Jeff Hanson “Jeff Hanson” / ジェフ・ハンソン『ジェフ・ハンソン』


Jeff Hanson “Jeff Hanson”

ジェフ・ハンソン 『ジェフ・ハンソン』
発売: 2005年2月22日
レーベル: Kill Rock Stars (キル・ロック・スターズ)
プロデュース: A.J. Mogis (A.J.モギス (モジス, モーギス))

 ウィスコンシン州ミルウォーキー出身のシンガーソングライター、ジェフ・ハンソンの2ndアルバムです。アルバムのタイトルも『ジェフ・ハンソン』。上の記載は、間違いではありません(笑)

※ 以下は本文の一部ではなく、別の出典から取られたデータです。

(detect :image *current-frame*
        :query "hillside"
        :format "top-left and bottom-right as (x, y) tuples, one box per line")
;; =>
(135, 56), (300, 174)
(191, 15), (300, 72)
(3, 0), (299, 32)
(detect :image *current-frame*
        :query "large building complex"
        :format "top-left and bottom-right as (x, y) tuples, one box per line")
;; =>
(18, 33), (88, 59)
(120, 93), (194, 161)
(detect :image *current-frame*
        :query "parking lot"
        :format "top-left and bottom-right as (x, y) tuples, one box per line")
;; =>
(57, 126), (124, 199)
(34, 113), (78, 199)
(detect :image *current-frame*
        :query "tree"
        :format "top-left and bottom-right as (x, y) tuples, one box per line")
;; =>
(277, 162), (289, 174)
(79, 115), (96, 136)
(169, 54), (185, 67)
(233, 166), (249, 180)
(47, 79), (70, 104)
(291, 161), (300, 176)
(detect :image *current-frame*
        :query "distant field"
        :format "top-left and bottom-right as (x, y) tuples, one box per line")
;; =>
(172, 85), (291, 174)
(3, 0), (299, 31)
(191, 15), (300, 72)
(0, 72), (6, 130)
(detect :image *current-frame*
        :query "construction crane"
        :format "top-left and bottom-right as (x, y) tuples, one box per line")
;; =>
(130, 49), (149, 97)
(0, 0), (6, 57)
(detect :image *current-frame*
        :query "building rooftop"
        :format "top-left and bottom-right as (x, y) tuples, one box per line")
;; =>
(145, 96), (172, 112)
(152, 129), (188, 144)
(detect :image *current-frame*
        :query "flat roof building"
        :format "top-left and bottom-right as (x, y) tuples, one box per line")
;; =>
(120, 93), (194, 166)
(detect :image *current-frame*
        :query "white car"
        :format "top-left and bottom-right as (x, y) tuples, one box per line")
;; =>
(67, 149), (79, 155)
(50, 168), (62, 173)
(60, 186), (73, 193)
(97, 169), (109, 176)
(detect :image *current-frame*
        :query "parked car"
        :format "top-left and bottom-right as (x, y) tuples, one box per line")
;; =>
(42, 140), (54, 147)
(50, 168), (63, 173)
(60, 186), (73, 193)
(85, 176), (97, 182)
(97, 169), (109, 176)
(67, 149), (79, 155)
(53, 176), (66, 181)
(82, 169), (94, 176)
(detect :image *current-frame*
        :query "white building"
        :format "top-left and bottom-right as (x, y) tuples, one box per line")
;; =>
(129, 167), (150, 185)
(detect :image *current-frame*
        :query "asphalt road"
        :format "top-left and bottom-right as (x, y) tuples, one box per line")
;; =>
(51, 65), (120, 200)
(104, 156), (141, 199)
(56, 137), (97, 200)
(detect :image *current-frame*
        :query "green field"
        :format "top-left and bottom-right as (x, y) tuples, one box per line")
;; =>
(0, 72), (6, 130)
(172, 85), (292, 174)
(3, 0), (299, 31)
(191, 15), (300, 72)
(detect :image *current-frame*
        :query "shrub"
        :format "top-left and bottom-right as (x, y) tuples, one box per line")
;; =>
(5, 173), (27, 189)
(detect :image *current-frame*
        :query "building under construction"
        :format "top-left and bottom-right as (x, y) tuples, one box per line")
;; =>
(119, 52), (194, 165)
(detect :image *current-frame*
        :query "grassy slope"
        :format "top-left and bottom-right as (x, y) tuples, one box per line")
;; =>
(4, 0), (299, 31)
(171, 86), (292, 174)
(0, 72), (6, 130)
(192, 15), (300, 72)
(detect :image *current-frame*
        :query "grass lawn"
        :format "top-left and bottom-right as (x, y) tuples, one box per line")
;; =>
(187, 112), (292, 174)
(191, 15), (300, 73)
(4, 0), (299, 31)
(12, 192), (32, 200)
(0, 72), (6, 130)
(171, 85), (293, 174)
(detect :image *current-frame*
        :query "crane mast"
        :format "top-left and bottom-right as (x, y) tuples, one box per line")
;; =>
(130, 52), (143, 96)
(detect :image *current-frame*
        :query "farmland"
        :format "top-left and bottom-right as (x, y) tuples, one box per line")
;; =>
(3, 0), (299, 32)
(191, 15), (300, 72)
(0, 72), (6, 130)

 初めてジェフ・ハンソンを聴いたとき、女性ボーカルを招いているのかと思いましたが、彼自身の声です。女声と聞き間違えるほどの高音ヴォイスで、繊細にメロディーを紡いでいきます。まさに透き通るような、透明感の高い声でありながら、同時にエモーションを歌に乗せる表現力も備えたボーカリストです。

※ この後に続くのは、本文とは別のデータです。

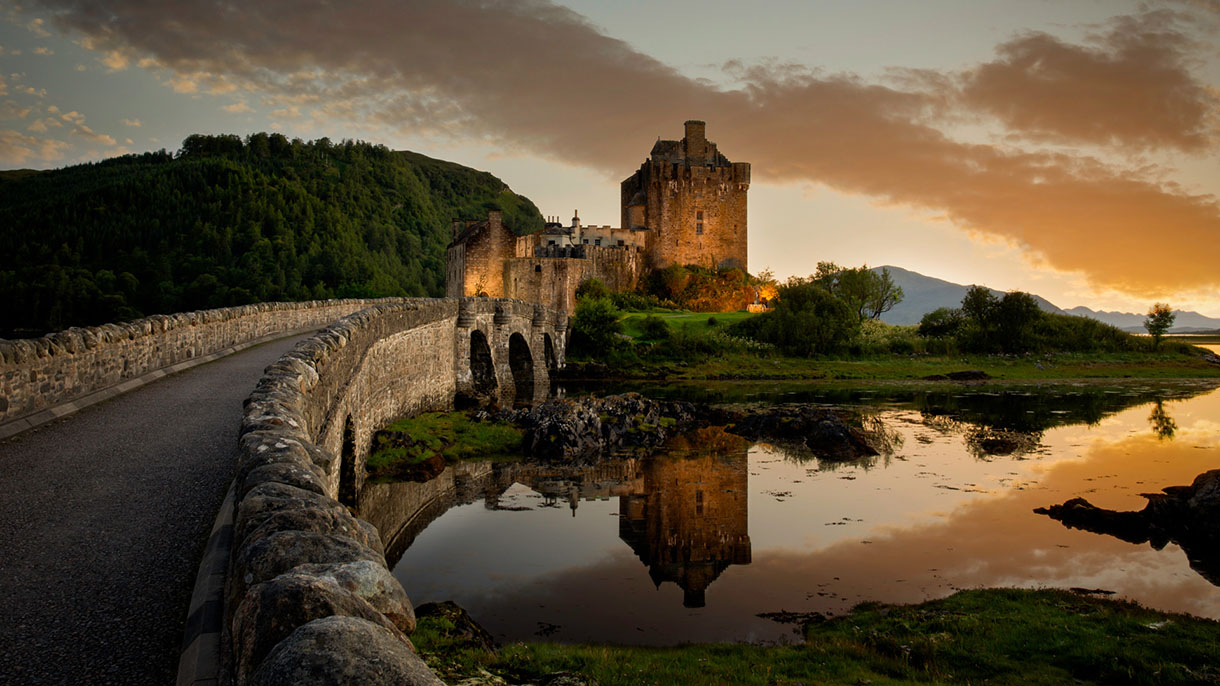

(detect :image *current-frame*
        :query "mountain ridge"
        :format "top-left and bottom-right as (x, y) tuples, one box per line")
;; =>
(872, 265), (1220, 333)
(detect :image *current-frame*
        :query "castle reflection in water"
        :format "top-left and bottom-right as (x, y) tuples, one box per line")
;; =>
(360, 428), (750, 608)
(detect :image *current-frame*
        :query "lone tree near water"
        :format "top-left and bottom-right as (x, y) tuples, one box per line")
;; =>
(1144, 303), (1177, 350)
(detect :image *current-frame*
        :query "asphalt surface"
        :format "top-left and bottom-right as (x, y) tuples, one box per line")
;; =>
(0, 336), (305, 686)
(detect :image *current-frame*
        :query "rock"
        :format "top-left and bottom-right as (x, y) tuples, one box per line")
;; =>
(514, 393), (699, 460)
(233, 574), (406, 684)
(238, 459), (328, 498)
(728, 405), (878, 461)
(1033, 469), (1220, 586)
(229, 531), (386, 607)
(415, 601), (495, 653)
(249, 616), (444, 686)
(238, 505), (384, 553)
(289, 560), (415, 635)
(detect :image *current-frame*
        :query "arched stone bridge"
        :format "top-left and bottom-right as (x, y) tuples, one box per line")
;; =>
(0, 299), (567, 684)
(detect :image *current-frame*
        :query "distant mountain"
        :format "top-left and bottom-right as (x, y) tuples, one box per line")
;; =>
(1068, 306), (1220, 333)
(872, 265), (1220, 333)
(872, 265), (1063, 326)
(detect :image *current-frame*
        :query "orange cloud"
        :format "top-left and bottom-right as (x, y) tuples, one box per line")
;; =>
(35, 0), (1220, 298)
(961, 11), (1218, 150)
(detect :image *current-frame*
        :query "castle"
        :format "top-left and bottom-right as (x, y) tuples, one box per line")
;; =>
(445, 121), (750, 312)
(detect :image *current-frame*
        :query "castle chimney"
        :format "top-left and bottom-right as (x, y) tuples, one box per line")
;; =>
(682, 120), (708, 165)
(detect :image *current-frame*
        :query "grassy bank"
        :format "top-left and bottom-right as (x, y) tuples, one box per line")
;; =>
(412, 590), (1220, 686)
(569, 312), (1220, 381)
(649, 353), (1220, 381)
(358, 413), (522, 480)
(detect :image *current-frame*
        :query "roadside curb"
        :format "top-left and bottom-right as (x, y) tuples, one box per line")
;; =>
(177, 481), (237, 686)
(0, 325), (325, 441)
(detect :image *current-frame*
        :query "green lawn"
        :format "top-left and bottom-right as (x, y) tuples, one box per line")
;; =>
(412, 588), (1220, 686)
(619, 311), (756, 338)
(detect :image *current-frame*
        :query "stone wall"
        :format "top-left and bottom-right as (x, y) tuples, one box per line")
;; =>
(504, 245), (644, 314)
(228, 298), (566, 686)
(0, 300), (376, 425)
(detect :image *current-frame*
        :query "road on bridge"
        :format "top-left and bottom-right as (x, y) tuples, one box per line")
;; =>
(0, 336), (305, 686)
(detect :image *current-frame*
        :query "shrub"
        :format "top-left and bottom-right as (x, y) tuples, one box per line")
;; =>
(639, 315), (672, 341)
(569, 298), (622, 356)
(731, 280), (860, 356)
(919, 308), (965, 338)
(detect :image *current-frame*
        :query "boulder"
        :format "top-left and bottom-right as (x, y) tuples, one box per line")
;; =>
(728, 405), (878, 461)
(232, 574), (406, 684)
(512, 393), (700, 460)
(239, 505), (384, 553)
(416, 601), (495, 653)
(229, 531), (386, 607)
(1033, 469), (1220, 586)
(248, 616), (444, 686)
(292, 560), (415, 634)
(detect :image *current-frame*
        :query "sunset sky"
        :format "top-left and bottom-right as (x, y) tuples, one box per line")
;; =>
(0, 0), (1220, 316)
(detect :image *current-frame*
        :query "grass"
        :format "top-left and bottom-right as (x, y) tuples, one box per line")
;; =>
(671, 353), (1220, 381)
(619, 311), (756, 338)
(412, 588), (1220, 686)
(366, 413), (522, 478)
(592, 311), (1220, 381)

 本作も、思わず聴き惚れてしまうほど心地よい、彼のハイトーンが響きわたります。アコースティック・ギターやピアノを中心に据えたアンサンブルに、時としてラウドなサウンドも同居し、歌を前景化しながらも決して歌だけではない、幅広い音楽性を持ったアルバムでもあります。

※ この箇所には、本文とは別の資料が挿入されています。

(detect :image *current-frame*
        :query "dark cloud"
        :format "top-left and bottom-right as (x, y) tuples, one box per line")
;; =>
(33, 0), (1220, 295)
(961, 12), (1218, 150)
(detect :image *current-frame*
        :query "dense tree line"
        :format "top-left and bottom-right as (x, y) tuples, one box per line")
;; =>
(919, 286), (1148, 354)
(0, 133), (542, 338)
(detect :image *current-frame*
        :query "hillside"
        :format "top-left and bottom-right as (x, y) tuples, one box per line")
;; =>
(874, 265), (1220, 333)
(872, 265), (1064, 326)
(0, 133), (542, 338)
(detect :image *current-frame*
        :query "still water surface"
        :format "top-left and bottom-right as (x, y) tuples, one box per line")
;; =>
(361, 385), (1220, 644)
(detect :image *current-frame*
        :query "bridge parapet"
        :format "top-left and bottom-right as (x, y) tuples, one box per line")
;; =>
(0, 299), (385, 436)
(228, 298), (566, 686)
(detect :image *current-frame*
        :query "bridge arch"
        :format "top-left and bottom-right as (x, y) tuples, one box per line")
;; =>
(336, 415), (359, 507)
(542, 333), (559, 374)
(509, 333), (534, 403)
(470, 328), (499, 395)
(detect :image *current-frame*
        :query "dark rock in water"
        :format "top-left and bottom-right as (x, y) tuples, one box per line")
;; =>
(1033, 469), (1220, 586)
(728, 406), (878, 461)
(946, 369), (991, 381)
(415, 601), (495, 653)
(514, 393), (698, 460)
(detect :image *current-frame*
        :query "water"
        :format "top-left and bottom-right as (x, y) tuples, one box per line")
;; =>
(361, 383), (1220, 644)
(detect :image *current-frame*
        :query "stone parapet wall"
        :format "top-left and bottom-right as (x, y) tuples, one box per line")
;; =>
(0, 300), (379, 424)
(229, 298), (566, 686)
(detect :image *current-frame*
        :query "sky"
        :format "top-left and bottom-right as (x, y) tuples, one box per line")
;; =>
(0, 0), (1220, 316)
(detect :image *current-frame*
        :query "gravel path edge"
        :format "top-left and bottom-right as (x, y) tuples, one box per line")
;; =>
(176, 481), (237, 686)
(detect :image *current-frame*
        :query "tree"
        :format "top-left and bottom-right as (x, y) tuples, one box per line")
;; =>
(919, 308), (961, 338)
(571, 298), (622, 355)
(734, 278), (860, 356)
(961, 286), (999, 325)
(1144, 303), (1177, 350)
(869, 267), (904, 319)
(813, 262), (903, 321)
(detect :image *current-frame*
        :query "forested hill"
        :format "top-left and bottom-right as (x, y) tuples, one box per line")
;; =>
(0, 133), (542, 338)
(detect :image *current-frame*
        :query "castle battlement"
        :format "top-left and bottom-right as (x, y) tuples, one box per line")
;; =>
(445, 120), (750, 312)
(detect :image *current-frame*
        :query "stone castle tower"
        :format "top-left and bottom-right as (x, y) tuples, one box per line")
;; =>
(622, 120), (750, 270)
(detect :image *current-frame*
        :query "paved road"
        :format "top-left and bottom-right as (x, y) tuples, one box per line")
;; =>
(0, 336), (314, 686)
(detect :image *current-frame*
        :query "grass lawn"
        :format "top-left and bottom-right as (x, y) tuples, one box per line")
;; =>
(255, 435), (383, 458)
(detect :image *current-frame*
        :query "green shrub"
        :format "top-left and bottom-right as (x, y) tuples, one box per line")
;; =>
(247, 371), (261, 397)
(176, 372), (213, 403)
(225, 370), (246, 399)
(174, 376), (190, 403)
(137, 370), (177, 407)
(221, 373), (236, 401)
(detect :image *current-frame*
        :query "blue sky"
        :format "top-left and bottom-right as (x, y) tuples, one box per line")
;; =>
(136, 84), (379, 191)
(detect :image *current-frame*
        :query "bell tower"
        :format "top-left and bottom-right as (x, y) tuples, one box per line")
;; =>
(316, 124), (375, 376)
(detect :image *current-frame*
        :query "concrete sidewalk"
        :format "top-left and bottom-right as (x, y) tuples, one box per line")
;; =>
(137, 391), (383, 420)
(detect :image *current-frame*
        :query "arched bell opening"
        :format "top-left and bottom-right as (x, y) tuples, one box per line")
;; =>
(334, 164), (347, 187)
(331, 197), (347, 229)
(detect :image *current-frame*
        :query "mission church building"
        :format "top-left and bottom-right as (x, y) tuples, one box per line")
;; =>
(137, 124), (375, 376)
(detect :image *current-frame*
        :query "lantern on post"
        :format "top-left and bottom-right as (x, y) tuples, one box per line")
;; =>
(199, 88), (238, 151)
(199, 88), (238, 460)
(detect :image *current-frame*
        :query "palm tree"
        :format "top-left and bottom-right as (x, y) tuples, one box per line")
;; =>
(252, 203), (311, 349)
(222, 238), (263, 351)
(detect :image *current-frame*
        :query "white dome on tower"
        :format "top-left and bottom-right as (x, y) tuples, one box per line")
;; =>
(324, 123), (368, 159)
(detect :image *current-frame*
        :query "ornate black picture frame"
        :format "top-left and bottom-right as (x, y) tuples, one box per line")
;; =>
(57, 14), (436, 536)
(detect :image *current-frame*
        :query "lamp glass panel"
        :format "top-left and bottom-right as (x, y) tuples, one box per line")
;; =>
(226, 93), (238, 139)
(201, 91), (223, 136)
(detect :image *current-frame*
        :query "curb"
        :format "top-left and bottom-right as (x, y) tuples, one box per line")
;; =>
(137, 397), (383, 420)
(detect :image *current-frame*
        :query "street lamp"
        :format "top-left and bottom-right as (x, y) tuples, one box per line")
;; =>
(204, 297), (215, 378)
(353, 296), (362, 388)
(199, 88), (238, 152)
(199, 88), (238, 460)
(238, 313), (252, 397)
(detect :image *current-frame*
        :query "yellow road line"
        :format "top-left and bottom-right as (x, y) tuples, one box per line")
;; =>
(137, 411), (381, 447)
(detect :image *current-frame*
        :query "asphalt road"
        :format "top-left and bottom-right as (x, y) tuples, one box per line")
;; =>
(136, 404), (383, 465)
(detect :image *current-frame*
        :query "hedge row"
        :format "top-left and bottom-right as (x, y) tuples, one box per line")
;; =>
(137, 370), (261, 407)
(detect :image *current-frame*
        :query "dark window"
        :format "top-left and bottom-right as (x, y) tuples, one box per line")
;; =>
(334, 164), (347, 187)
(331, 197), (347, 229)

 1曲目「Losing A Year」は、たっぷりと余裕を持ったスローテンポで、アコースティック・ギターと声が染み渡っていくような1曲。自分の部屋で聴いていても、異世界に迷いこんだかと錯覚するような、幻想的で雰囲気のある声です。再生時間3:54あたりからバンドが加わり、暖かくいきいきとした躍動感あふれるアンサンブルを形成します。

 3曲目の「Welcome Here」は、決して激しく歪んだギターを全面に押し出した曲ではないものの、アルバムの中ではラウドでソリッドな耳ざわりの1曲。しかし、うるさいということではなく、生命力に溢れたグルーヴ感のある曲です。

 7曲目「This Time It Will」は、晴れた日に森の中をスキップするような、楽しくいきいきとした空気を持った1曲。緩やかにグルーヴしながら加速するアンサンブルが心地いい。

 このアルバムの聴きどころは、なんといってもジェフ・ハンソンの繊細で表現力あふれる声であることは、間違いありません。彼の声の支配力、多彩な表現力は、それだけで音楽が成立してしまうほどのオリジナリティです。

 また、アコースティック・ギターとボーカルを中心に据えながら、多種多様なサウンドを効果的に用いて、いきいきとしたバンドのアンサンブルが楽しめるアルバムでもあります。

 ジェフ・ハンソンは2009年に31歳の若さで亡くなってしまうため、本作を含めて残したアルバムはたったの3枚。本当に残念です。僕たちは、彼が残した美しい音楽を、大切に聴きましょう。